Fourth, Fluckiger argues that his maximum sentence is a de facto life-without-parole sentence not contemplated by the legislature and was arbitrary and capricious. Considering the district court’s wide discretion in sentencing, Chavez v. State, 125 Nev. 328, 348, 213 P.3d 476, 490 (2009) ; NRS 176.035 (affording the district court discretion to impose consecutive sentences), and that Fluckiger’s sentences were all within the prescribed statutory range for his convictions, see NRS 200.366 (sexual assault of a child penalties); NRS 200.710 (delineating unlawful use of minor in producing pornography as a category A felony); NRS 200.730 (possession of a visual presentation depicting sexual conduct of person under 16 penalties); NRS 200.750 (punishment for a category A felony); NRS 201.230 (lewdness with a child penalties), we find no abuse of discretion.

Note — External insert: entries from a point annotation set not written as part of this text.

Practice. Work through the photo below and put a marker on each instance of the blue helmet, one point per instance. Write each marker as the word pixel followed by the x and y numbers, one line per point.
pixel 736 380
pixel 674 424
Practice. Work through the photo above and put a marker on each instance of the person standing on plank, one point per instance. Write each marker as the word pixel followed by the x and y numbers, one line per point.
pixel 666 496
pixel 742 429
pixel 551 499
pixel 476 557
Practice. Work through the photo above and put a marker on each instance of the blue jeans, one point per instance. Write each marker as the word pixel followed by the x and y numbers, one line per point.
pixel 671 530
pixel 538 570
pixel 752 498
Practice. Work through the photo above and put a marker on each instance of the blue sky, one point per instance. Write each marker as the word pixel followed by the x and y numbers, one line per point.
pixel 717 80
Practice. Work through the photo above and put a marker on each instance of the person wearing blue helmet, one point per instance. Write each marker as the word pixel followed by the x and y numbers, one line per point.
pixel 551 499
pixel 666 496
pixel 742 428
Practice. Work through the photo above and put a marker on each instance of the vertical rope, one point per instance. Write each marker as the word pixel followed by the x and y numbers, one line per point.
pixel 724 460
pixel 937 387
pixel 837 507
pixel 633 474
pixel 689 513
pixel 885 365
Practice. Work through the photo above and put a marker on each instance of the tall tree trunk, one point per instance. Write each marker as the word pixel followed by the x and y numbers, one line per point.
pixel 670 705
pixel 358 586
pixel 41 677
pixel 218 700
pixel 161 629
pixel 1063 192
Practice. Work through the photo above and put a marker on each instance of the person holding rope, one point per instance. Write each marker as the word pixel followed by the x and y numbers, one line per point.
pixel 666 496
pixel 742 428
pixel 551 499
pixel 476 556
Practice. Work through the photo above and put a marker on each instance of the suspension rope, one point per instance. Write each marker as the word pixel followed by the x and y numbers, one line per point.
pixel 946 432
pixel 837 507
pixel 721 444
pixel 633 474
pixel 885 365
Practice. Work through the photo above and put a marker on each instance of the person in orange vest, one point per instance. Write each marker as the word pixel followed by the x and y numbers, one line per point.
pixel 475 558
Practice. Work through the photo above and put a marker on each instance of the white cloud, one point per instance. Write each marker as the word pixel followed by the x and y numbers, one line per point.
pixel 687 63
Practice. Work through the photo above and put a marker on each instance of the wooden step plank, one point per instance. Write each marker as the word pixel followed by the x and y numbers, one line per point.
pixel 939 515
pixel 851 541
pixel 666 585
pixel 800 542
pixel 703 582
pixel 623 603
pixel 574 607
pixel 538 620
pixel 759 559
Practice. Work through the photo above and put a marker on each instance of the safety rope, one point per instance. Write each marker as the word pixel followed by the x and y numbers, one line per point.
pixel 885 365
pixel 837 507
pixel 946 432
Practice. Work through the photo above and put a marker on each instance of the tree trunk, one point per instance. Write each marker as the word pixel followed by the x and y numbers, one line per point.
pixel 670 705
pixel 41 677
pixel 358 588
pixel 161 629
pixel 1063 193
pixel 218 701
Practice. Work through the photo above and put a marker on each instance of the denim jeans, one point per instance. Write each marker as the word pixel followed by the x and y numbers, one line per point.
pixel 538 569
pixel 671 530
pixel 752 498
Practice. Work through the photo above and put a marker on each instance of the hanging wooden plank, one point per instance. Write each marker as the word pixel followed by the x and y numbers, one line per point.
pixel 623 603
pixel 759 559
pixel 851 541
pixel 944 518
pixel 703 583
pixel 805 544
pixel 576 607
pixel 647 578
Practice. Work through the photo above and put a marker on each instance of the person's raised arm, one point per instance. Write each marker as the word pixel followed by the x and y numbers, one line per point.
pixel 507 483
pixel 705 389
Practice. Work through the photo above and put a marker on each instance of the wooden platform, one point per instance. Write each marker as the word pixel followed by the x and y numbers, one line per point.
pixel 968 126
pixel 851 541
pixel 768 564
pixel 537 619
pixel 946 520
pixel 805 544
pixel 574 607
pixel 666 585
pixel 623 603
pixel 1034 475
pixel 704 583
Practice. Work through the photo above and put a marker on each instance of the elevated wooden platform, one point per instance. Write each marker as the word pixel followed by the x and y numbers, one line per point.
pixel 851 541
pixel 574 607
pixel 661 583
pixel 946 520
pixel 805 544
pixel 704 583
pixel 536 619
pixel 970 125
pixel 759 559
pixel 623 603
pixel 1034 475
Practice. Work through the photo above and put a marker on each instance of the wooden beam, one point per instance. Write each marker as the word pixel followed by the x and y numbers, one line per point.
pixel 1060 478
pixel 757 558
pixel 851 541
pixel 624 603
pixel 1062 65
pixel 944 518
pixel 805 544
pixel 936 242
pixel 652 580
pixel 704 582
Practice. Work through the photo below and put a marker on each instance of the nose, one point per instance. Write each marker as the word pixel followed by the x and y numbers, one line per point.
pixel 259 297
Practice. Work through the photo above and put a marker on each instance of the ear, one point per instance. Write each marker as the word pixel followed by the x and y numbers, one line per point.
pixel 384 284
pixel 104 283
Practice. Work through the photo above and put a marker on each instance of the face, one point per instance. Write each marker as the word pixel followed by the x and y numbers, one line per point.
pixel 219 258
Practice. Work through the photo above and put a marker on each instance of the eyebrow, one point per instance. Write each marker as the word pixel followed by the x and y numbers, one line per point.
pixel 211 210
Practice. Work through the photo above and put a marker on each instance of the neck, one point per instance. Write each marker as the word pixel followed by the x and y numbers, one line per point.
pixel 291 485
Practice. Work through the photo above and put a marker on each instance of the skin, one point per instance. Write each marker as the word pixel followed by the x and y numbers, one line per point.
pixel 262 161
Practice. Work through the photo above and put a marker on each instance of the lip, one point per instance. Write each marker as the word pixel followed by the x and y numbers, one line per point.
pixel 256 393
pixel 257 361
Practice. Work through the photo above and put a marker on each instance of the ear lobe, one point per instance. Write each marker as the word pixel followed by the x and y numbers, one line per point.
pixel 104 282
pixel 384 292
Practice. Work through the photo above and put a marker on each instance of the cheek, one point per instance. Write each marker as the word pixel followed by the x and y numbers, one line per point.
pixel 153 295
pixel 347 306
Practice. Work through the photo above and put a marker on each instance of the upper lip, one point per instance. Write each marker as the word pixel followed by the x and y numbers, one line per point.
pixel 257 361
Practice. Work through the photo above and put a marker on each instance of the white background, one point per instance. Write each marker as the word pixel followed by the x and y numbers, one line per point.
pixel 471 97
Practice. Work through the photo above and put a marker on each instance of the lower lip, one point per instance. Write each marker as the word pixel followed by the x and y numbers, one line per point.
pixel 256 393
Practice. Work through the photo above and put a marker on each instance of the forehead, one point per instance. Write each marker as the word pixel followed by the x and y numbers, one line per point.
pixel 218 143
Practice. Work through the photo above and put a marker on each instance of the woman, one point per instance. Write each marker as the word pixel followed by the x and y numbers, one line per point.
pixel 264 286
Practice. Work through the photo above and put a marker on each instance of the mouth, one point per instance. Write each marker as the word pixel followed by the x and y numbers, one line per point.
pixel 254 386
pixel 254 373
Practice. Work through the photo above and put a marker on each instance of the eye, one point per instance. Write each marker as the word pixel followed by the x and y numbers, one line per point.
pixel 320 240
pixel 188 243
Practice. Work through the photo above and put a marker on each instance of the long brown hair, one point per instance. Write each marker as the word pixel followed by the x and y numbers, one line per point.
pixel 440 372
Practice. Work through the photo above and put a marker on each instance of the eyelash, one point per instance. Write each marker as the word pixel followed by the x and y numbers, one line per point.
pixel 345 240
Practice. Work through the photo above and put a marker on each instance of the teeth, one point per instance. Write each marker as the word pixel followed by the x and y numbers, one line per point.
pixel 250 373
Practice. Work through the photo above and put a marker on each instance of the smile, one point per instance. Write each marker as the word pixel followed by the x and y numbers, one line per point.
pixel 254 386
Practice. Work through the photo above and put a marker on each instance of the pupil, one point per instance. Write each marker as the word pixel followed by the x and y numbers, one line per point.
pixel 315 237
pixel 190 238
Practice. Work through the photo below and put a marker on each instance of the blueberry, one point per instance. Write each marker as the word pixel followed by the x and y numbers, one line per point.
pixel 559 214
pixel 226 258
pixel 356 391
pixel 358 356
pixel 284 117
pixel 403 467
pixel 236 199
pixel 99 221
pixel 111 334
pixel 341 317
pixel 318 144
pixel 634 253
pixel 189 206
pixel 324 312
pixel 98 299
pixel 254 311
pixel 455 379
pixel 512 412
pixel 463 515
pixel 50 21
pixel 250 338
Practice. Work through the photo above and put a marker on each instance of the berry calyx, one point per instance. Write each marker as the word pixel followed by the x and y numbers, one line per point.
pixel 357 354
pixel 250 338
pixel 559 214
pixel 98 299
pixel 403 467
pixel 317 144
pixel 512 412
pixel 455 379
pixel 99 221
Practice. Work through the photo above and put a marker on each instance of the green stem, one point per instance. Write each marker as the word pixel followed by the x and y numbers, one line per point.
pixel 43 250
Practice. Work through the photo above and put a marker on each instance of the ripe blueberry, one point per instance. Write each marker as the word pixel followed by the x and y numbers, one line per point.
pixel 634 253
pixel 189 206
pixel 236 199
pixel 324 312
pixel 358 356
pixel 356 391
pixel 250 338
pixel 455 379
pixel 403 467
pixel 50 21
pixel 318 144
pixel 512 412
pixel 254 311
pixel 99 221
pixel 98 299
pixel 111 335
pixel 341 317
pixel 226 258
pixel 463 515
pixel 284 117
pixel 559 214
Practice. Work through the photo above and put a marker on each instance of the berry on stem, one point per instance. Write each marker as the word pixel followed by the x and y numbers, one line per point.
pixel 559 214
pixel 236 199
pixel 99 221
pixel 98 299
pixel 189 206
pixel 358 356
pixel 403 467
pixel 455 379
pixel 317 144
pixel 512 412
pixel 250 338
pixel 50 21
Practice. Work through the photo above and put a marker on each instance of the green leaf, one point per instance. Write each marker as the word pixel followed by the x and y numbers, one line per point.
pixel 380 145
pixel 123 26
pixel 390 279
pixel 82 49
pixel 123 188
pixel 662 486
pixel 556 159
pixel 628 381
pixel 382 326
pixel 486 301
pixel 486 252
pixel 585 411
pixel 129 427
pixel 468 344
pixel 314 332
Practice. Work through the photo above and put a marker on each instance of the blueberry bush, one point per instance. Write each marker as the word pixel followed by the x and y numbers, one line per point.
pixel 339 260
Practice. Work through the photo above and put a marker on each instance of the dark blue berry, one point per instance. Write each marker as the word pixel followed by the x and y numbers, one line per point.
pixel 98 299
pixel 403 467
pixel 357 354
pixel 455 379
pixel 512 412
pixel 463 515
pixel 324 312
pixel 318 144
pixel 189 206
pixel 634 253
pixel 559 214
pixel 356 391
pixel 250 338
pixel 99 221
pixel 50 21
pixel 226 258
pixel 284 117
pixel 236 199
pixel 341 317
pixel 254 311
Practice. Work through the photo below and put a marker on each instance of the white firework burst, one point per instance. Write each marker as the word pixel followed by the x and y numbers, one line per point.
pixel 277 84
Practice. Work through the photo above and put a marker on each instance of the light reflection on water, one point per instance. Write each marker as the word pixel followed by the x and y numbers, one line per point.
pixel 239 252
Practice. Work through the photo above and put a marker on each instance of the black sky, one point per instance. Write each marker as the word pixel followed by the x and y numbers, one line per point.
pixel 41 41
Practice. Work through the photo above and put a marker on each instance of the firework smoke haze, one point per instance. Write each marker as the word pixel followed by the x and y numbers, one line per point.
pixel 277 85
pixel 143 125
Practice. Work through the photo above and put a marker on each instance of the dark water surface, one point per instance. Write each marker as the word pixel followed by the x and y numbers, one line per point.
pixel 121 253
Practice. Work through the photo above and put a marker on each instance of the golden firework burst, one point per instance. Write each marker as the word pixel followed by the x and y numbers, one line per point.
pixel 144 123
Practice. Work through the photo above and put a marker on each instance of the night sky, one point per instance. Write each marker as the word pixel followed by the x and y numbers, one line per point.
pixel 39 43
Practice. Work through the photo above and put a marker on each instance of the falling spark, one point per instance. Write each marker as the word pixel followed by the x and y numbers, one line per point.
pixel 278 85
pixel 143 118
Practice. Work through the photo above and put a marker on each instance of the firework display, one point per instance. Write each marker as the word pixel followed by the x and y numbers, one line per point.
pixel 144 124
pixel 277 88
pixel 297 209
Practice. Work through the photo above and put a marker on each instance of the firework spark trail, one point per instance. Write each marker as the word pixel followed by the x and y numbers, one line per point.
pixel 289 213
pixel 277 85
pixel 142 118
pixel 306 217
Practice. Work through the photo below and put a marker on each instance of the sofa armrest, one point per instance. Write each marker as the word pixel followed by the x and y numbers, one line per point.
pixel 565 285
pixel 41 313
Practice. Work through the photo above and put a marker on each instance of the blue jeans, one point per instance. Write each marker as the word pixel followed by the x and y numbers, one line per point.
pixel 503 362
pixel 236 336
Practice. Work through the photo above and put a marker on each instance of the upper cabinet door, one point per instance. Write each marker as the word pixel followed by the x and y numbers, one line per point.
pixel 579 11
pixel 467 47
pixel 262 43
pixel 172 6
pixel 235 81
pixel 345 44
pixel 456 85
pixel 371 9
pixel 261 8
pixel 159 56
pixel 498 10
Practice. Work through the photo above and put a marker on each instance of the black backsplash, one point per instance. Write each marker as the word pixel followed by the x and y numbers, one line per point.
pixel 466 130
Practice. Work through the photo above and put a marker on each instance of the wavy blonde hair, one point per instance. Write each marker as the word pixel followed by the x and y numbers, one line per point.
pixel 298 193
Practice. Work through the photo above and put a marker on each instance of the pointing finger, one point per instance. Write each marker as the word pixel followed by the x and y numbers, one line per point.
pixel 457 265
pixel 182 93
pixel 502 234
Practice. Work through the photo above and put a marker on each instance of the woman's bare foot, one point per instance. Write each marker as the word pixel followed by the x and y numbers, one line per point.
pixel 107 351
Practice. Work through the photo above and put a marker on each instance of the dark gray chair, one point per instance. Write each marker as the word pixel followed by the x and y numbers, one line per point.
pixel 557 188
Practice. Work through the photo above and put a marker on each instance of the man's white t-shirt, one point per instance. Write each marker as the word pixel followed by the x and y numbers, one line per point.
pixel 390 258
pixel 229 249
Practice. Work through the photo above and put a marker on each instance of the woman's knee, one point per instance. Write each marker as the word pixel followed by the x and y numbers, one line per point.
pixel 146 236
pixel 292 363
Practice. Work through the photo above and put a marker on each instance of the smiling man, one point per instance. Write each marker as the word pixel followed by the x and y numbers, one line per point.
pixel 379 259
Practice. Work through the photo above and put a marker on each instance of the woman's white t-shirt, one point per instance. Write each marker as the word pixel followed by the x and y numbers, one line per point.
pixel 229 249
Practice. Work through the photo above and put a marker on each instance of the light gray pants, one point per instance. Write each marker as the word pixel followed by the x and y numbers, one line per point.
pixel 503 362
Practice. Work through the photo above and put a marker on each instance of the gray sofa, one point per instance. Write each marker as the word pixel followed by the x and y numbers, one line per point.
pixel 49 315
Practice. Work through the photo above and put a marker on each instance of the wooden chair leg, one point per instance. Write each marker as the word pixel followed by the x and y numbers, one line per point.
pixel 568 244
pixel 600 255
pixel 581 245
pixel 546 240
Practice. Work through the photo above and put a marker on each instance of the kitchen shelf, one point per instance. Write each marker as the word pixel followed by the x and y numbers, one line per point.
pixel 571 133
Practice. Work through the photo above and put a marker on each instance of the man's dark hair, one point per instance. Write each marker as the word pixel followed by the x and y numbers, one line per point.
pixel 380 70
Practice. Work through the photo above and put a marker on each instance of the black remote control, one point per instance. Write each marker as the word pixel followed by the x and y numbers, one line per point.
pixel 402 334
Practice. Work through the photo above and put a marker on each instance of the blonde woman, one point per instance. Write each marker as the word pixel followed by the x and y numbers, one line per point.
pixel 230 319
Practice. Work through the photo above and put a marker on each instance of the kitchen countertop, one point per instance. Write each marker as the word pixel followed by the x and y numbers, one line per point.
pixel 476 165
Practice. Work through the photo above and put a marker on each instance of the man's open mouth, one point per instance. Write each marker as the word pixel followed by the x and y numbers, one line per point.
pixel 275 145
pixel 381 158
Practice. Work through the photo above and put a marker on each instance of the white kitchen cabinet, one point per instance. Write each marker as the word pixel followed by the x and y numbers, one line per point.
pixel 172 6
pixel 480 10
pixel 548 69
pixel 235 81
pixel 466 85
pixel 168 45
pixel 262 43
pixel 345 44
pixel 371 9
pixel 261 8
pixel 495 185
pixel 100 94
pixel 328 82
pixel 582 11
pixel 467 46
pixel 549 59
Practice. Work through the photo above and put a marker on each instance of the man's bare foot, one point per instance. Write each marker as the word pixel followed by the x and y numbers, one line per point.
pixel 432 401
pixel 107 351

Further, there is no basis to conclude that the district court acted arbitrarily or capriciously. See State v. Eighth Judicial Dist. Court (Armstrong), 127 Nev. 927, 267 P.3d 777 (2011) ("An arbitrary or capricious exercise of discretion is one ‘founded on prejudice or preference rather than on reason’ or ‘contrary to the evidence or established rule of law.’ " (quoting Arbitrary and Capricious, Black's Law Dictionary (9th ed. 2009))). Rather, the record shows that the district court made its sentencing decision after offering Fluckiger an opportunity to speak and considering the trial evidence, arguments by counsel, and the presentence investigation report. And we conclude the aggregate sentence imposed was not inappropriate, harsh, or excessive considering the offenses and related circumstances, particularly Fluckiger’s familial relationship to the victim, the violent nature of the sexual abuse, and the repetitive and prolonged nature of the sexual abuse over a six-year period. See Allred v. State, 120 Nev. 410, 421, 92 P.3d 1246, 1253-54 (2004) (providing that even a severe sentence is constitutionally sound when it is within statutory guidelines, the underlying statute is constitutional, and it is not grossly disproportionate to the crimes committed).
Having considered Fluckiger’s claims and concluded no relief is warranted, we
ORDER the judgment of conviction AFFIRMED.